The activities we coached the kids through ranged from running about the room holding hands, to simple stretches, to punching and kicking targets.  We also hauled out an enormous, thick mat onto which they jumped from a mini trampoline – it was tremendously crowd-pleasing! 🙂

For a few of the children, these activities are “new” each week – they might need us to form the fists for them with our own hands, or have us demonstrate a couple of extra times.  For others, you can see exciting improvements over the course of the class (and over time.)  In both instances, though, you see a LOT of smiling, and hear a TON of giggling. ❤

The experience is so richly rewarding, I’d be hard-pressure to measure, or describe it! What we “get” from coaching is as much tangible as it is not – there is no recognition, nor compensation…but neither do I (nor any of the volunteers) want any such reimbursement.  There is, instead, a profound thankfulness that seems to fill each cell to the point of overflowing.  As an Empath, I cry as much for joy as I do sadness – I was moved to tears by the elated shrieks when contact was made with a target…or my extra “that-was-AWESOME” high-five! produced a flood of smiling.  How can you put a value on something like that?! 
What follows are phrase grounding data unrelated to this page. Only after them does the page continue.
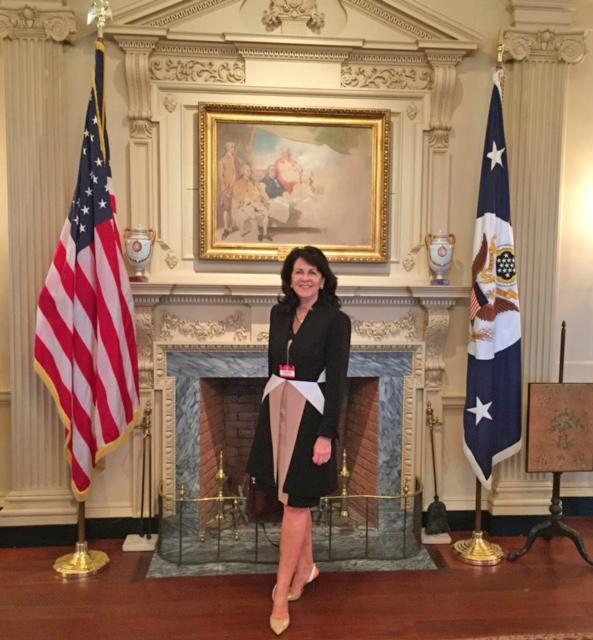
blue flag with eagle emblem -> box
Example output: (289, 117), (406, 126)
(464, 70), (522, 489)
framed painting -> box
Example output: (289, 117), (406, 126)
(198, 103), (390, 262)
(526, 383), (593, 473)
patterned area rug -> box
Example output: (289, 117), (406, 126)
(146, 546), (436, 578)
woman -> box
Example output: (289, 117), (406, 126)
(246, 246), (351, 636)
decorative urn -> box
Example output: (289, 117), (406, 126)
(123, 226), (156, 281)
(425, 231), (456, 285)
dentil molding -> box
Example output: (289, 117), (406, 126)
(0, 3), (75, 41)
(503, 28), (586, 64)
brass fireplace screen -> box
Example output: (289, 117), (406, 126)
(157, 479), (423, 566)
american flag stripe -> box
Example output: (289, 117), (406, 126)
(95, 229), (138, 409)
(34, 333), (72, 417)
(34, 41), (139, 500)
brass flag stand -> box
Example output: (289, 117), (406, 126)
(452, 481), (504, 566)
(54, 502), (110, 578)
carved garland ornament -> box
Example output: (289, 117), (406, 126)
(342, 65), (432, 90)
(352, 311), (418, 341)
(159, 311), (248, 342)
(150, 58), (245, 83)
(262, 0), (325, 33)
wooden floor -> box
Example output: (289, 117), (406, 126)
(3, 519), (593, 640)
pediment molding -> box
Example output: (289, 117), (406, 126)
(110, 0), (480, 54)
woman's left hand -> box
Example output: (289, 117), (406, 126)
(312, 436), (332, 465)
The absolute jubilation that is felt all around makes every moment worth it.  These children face physical and mental challenges that most of their peers are unfamiliar with entirely  – the burden is a heavy one, and it prevents them from taking part in many school sports and extracurricular activities.  I was so delighted to find an organization that caters to allowing individuals with disabilities to experience the same fun and enjoyment with exercise and physical play.  Keen, incidentally, has only three main employees. . . and yet making a difference is SO important to them that they manage to offer twenty-seven programs!  

I will definitely be back for the next round – how precious a gift were the smiles and laughter.  Add to that the grateful nods of parents able to take comfort and joy in their child’s participation?  True blessing.  And then some.